Make sure you can pass the Smoke Test. It is intended to highlight fundamental networking problems, so that you know you're starting from a good footing on the rest of the problems.

Make sure you've read the entire problem statement and you haven't missed anything. Read it out loud if it helps.

If your program seems to be working locally, check whether your router or firewall settings are blocking inbound connections. If they're allowing connections, try dumping a log of your program's exact network traffic and see if it looks right.

It's fine to look at the data being sent to your server to help yourself understand the protocol.

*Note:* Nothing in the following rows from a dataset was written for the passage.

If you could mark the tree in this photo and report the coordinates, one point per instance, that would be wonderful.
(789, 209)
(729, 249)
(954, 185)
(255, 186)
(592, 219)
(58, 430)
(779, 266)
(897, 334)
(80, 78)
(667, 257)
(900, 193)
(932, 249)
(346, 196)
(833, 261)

If you think everything looks good and you can't figure it out, feel free to email me on jes@protohackers.com and I'll try to help you, or ask in the Discord group.

Good luck!

Resources

Beej's Guide To Network Programming is a great introduction to network programming with C.

Netcat is a useful tool for testing your servers by hand.

Wireshark is a GUI tool for capturing & viewing network packets.

tcpdump is a command-line tool for capturing & viewing network packets.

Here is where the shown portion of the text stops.